La société IFB France soutient principalement que :
le contrat de travail suspendu de Monsieur B n’a jamais fait l’objet d’un transfert à la société IFB France ni par application des dispositions de l’article L.1224-1 du code du travail, ni par l’effet d’un transfert conventionnel qui résulterait d’un acte du 1er mars 2007,
le traité d’apport partiel d’actif ne mentionne pas le contrat de Monsieur B et était limité à la branche commerciale d’IFB à laquelle les fonctions de directeur des relations bancaires n’étaient pas rattachée,
Monsieur Y, qui a succédé à Monsieur B, n’exerçait plus les fonctions de directeur des relations bancaires au moment du transfert d’activité et a changé de fonctions chez d’IFB France où il anime les forces commerciales,
Selon Mme Z, « MM M B et AB-AC AD ne figurent pas sur cette liste parmi les salariés concernés par l’apport partiel d’actif commercial du fait qu’ils étaient salariés mandataires non concernés par la formalité administrative de la DUE, leur contrat de travail étant suspendu »,
les fonctions salariées de Monsieur B ont été absorbées immédiatement et complètement par son mandat social de directeur général de la société IFB France exercé depuis janvier 2006,
Monsieur B a d’ailleurs pris soin de souscrire une assurance qui indemnise les mandataires sociaux de leur perte d’emploi.
MOTIFS DE LA DÉCISION
Attendu qu’il n’est pas contesté que le contrat de travail de Monsieur B a été suspendu à compter du 5 mai 2004, date de sa nomination comme mandataire social avec les fonctions de directeur général délégué.

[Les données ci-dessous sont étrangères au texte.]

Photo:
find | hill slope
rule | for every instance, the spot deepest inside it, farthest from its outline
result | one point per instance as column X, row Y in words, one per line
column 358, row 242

Attendu que la nomination de Monsieur B aux fonctions de directeur général de la société IFB France, à compter du 7 février 2006, soit à une date antérieure à l’apport partiel d’actif de la société IFB à la société IFB France, n’a eu aucun effet sur le contrat de travail de Monsieur B.
Attendu que selon les dispositions d’ordre public de l’article L.1224-1 du code du travail « lorsque survient une modification dans la situation juridique de l’employeur, notamment par succession, vente, fusion, transformation du fonds, mise en société de l’entreprise, tous les contrats de travail en cours au jour de la modification subsistent entre le nouvel employeur et le personnel de l’entreprise ».
Attendu que si la société IBF France reconnaît que l’absence d’indication du contrat de travail de Monsieur B dans les annexes du traité d’apport partiel d’actif n’est pas suffisant pour exclure le transfert du contrat, elle considère que seule l’activité commerciale de la société IBF a été cédée à la société IBF France et que les fonctions de directeurs des relations bancaires exercées par Monsieur B n’étaient pas rattachables à cette activité.
Mais attendu que les fonctions de directeur des relations commerciales de Monsieur B consistaient à mettre en place des partenariats bancaires afin de proposer des offres de crédits immobiliers aux clients de la société IBF qui investissaient dans des projets défiscalisants ;
que selon ses déclarations non contestées par la société intimée, il était chargé de présenter ses offres au réseau commercial et de gérer le « back-office » et le personnel (administration des ventes) composé de 4 services (service des stocks, service des assistantes commerciales, service des assistantes bancaires et service des assistantes actes notariés).
Attendu que Monsieur O Y a été recruté à compter du 4 octobre 2004 par la société IBF pour exercer les fonctions de directeurs des relations bancaires ;
que le magazine d’information interne du groupe AKERYS du mois d’avril 2007 contient un article intitulé « Indispensable, le passage à l’acte » dans lequel il est indiqué que Monsieur O A est directeur des partenariats bancaires et de l’administration des ventes pour le périmètre IFB » ;
qu’il n’est pas contesté que le contrat de Monsieur O Y, initialement conclu avec la société IFB, a été transféré à la société IFB France lors de l’apport partiel d’actif portant sur l’activité commerciale.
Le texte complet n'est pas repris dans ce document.